Are There Any Medications I Can Take To Help Prevent Diabetes?

Yes, there are a number of medications that will help to reduce the likelihood of a person developing type 2 diabetes, but not type 1 diabetes. These are shown in Table 2. None are labeled by the Food and Drug Administration for this indication. Our use of them is mainly confined to choosing a drug that will tend to slow progression to type 2 diabetes when the drug is needed for another condition. For example, when a patient at risk for diabetes needs treatment for high blood pressure, one would consider using a drug that has been shown to slow progression to diabetes in those at high risk, as opposed to one that might actually accelerate it.

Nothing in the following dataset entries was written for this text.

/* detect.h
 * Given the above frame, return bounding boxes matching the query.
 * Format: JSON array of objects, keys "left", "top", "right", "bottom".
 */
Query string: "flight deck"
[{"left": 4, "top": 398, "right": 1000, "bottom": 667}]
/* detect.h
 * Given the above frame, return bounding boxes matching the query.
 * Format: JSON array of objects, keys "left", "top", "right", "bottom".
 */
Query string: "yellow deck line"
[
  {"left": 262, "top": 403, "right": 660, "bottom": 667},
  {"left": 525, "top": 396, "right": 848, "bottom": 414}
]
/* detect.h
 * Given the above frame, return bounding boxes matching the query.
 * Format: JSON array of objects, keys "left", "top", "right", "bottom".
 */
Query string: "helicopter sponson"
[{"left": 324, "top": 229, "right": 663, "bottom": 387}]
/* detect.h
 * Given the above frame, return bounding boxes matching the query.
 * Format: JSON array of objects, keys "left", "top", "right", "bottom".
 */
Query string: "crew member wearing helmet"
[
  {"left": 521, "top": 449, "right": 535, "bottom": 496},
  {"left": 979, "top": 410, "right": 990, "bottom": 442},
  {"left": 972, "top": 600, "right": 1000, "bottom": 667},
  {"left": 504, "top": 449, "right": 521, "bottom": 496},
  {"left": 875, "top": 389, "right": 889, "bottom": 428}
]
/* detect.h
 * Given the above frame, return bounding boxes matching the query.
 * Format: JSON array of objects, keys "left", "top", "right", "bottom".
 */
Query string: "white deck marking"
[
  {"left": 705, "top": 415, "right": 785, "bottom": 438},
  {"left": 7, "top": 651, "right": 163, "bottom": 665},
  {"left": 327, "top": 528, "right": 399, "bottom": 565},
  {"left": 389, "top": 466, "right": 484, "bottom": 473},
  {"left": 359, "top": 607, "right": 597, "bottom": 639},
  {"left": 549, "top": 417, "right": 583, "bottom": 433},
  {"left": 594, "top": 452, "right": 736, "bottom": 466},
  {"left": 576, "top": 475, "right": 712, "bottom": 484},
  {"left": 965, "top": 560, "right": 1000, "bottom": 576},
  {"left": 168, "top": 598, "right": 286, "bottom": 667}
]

Early use of drugs that are approved to treat type 2 diabetes in people at high risk of development of type 2 diabetes (mainly those with prediabetes—for definition) has also been shown to prevent or delay the onset of the disease. Whether this represents prevention of diabetes or pretreatment of diabetes is not conclusively known. To be considered true prevention, the drug needs to modify the course and progression of the underlying factors leading to the disease and not merely lower the blood sugar.

This means the rate at which those at risk progress to diabetes should be reduced in a sustained manner. It should be emphasized that one must be very cautious in advocating the use of oral antidiabetic drugs in this manner. The FDA and other authoritative bodies have not evaluated the ratio of risk to benefit sufficiently to recommend their use in prediabetes.